Measles is different. Nowadays, most people are not personally familiar with measles. But because they know parents and grandparents survived it, they discount the danger. Autism is more real, everyone knows someone with an autistic child. So regardless of scientific consensus that there is no link between vaccination and autism, many people worry that there is.
So there is an “information problem,” another reason for which a free market can fail to allocate resources optimally. In many cases, these is a simple lack of information. With my cancer, my doctors could not be sure how well the tumor would respond to radiation or how severe the negative side effects of chemotherapy would be. Both vary from one individual to another. They left the decision up to me and I chose the “belt and suspenders” option. It turned out that my tumor responded well to radiation and damage to my salivation and taste from the radiation probably was amplified by the simultaneous chemo. Would I have been better off skipping the chemo? Perhaps, but no one knew the exact costs and benefits beforehand. I’d make the same decision again.
With vaccinations, scientists say anti-vaccine parents are not making a decision with a lack of information. Rather, they believe wrong information. And so society as a whole is worse off, but with most of the harm concentrated among those who relied on erroneous beliefs.
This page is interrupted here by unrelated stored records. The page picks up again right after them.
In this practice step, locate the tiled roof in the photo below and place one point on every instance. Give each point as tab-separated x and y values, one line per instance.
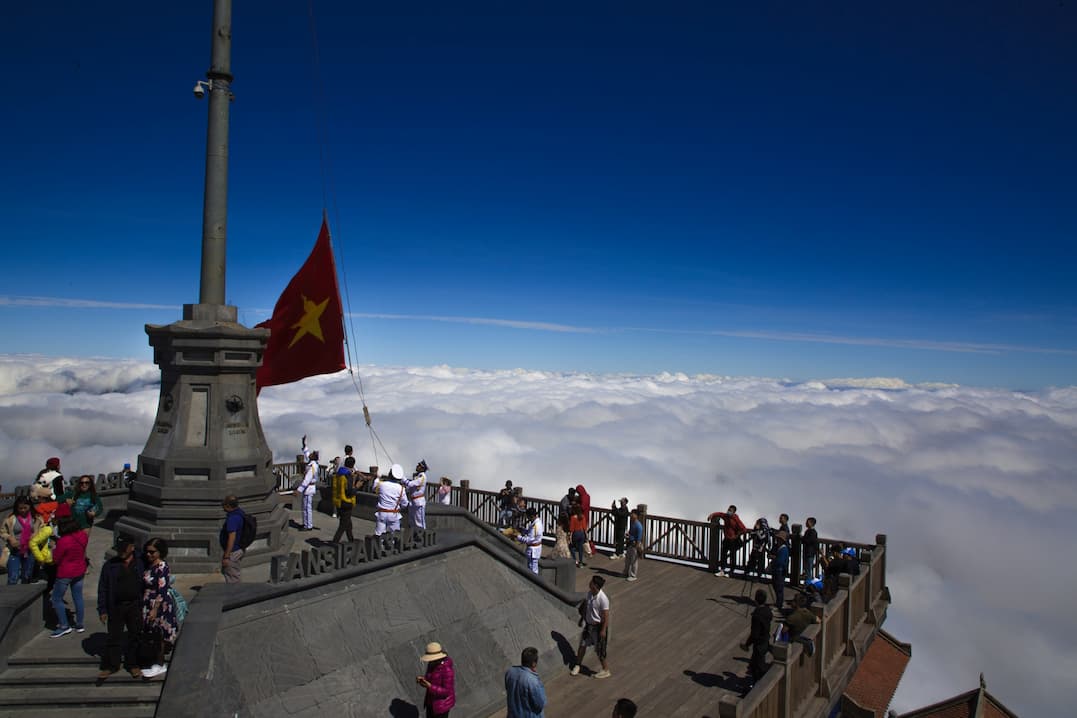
876	680
974	704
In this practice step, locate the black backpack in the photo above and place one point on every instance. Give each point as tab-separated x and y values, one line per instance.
249	531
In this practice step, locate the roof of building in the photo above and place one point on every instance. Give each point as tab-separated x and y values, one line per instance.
976	703
876	680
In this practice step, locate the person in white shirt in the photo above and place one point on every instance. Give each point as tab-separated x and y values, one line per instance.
417	495
596	627
392	498
532	536
308	487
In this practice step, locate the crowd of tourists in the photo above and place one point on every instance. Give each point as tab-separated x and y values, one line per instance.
769	562
46	534
45	538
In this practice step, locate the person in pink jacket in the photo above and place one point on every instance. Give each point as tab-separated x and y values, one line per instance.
70	560
439	681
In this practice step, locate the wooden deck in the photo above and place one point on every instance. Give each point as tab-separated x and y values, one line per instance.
673	643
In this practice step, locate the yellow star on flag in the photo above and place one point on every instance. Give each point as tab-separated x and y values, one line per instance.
310	322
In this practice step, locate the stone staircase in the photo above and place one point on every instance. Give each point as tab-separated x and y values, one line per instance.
58	676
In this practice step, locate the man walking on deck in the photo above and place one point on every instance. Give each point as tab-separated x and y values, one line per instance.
532	537
120	607
232	551
596	627
525	694
758	638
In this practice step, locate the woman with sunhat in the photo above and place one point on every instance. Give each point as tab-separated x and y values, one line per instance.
439	681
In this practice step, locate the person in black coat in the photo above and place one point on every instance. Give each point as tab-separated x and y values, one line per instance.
120	607
758	638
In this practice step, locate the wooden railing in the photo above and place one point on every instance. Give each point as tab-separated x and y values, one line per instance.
685	540
799	685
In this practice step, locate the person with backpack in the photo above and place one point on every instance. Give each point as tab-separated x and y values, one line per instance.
120	607
233	534
308	487
760	547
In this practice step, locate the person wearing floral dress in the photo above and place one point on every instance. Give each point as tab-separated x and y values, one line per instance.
158	610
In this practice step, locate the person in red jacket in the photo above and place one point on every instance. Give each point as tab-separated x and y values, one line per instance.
70	559
732	529
439	681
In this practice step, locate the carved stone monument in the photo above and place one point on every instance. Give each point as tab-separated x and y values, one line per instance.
207	439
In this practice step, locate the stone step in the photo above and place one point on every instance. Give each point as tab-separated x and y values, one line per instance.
141	711
54	674
71	695
24	659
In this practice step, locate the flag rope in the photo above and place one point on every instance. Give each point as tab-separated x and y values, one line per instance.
329	194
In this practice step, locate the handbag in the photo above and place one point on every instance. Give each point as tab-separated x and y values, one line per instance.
150	643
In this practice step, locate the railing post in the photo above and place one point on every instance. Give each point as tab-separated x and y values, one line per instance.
781	653
881	540
642	510
845	583
464	494
822	689
714	546
795	552
869	589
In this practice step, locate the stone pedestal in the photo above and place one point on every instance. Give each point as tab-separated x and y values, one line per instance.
206	442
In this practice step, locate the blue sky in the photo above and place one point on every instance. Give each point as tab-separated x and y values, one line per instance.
803	191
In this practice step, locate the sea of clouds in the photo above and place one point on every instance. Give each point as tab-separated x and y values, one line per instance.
975	488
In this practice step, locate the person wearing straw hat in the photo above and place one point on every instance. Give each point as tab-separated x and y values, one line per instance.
439	681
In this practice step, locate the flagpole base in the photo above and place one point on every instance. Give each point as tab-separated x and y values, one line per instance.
206	444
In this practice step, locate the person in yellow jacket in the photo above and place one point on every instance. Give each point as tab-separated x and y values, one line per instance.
41	545
15	534
344	498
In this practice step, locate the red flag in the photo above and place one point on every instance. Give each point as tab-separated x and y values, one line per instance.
307	324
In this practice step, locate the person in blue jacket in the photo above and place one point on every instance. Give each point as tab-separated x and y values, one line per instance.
525	694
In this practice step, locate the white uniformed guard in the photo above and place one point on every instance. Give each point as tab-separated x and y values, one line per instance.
417	494
392	498
308	487
532	536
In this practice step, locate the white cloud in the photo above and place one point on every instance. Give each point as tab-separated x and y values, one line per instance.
975	488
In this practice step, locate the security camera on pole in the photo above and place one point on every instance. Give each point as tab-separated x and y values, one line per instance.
207	440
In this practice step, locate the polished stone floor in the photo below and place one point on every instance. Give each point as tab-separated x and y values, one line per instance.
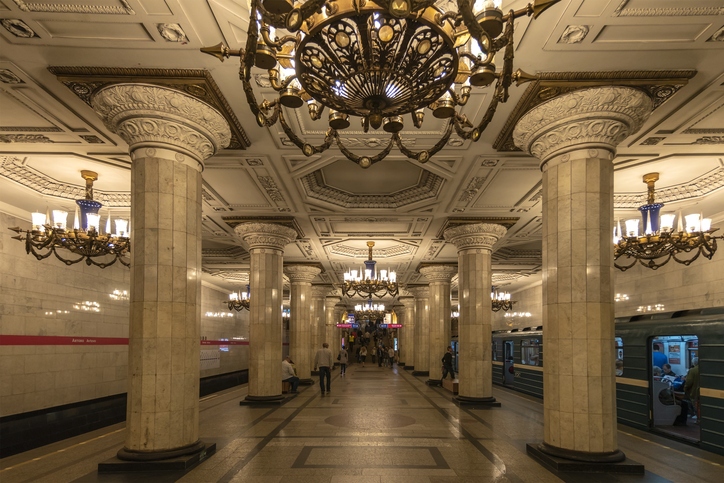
378	425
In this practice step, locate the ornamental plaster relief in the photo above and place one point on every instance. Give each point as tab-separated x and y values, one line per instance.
478	235
142	113
265	235
601	116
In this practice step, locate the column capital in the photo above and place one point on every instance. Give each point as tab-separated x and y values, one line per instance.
439	273
421	292
598	117
301	273
475	235
145	115
265	235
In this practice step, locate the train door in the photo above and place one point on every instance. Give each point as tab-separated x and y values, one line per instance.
672	410
508	368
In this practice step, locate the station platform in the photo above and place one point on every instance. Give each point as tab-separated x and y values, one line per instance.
376	426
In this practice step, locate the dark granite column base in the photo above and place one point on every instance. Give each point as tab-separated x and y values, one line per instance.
482	402
265	401
147	461
582	462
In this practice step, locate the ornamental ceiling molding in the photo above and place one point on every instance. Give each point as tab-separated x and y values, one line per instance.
15	169
198	83
696	188
428	188
660	85
32	7
397	250
622	11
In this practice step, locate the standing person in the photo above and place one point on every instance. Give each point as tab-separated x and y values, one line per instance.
288	374
447	367
363	355
342	357
323	361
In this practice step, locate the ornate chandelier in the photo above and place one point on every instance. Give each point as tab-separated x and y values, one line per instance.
239	300
501	301
85	241
659	243
369	311
367	283
378	60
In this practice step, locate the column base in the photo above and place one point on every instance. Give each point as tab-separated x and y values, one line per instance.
564	460
182	459
265	401
479	402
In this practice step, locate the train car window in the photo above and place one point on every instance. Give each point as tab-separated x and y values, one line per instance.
530	352
619	356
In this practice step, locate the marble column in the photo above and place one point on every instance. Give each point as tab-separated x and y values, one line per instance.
575	137
331	318
301	320
439	277
474	243
407	344
266	242
169	135
422	331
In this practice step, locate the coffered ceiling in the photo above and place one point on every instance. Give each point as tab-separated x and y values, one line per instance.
55	53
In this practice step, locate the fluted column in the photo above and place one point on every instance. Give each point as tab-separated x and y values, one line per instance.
422	331
439	277
408	333
169	135
474	243
301	307
575	137
266	243
331	317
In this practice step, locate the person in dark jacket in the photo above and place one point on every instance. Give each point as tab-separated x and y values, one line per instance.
447	367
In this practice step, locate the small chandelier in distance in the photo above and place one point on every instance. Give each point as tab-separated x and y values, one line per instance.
659	242
369	311
367	283
378	60
85	241
501	301
239	300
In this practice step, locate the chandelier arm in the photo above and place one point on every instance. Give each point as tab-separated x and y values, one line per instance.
306	148
419	156
355	158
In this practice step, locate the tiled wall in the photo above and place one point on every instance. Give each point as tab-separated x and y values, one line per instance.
35	377
31	294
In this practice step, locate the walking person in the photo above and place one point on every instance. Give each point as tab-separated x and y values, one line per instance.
323	362
447	367
342	357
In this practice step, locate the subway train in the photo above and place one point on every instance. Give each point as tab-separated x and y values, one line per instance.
645	398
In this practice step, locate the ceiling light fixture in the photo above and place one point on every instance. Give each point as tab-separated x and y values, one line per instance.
368	283
369	311
659	243
501	301
378	60
85	241
239	300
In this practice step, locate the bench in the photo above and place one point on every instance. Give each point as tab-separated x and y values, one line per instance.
450	385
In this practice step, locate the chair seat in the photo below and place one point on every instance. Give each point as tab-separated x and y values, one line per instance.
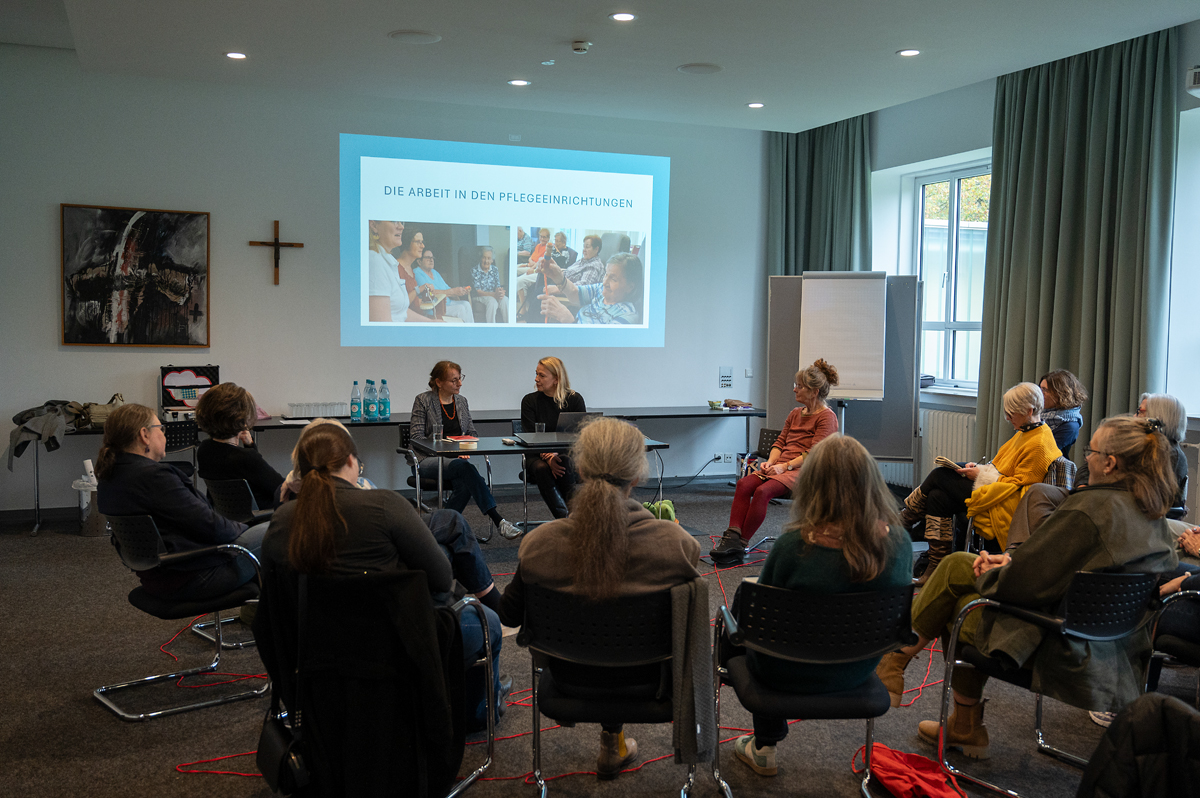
869	701
169	610
577	707
996	669
1180	648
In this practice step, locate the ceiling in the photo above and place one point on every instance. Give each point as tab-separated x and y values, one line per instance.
809	63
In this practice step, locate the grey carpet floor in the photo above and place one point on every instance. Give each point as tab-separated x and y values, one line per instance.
67	628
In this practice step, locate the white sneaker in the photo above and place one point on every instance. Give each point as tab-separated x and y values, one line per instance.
761	760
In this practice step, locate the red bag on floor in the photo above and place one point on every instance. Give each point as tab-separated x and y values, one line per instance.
907	775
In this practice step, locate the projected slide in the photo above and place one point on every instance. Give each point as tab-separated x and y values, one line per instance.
454	244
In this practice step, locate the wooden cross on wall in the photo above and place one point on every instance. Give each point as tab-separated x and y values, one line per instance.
276	244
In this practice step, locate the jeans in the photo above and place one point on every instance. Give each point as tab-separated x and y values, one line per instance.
463	480
453	533
472	649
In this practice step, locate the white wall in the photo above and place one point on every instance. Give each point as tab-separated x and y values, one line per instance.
250	156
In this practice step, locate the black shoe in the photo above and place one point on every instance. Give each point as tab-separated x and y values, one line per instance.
731	549
502	699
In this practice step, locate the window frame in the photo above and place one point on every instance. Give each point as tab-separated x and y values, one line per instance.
947	328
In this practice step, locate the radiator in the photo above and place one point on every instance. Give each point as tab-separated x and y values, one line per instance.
942	432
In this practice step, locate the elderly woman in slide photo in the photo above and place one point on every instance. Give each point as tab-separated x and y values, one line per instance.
617	300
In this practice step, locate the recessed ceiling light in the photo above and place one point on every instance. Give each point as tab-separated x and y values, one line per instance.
415	36
699	69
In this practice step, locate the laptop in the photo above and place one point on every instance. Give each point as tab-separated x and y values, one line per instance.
573	421
563	439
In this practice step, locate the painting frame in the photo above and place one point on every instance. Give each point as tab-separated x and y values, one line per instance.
135	276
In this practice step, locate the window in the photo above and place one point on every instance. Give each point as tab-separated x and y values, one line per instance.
951	241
Society is better off if people are vaccinated against communicable diseases based on the best scientific information available. But medical treatments are very personal and government compulsion skates on very thin ice. Early mandatory vaccination programs met strong resistance, such as the one against smallpox in Brazil a century ago that caused riots with 30 dead, hundreds injured, and thousands jailed or sent into internal exile. That level of resistance has passed, but too much use of sticks is counterproductive. The carrot of public education is better, but one should remember the ancient Greek aphorism that “against ignorance, even the gods struggle in vain.”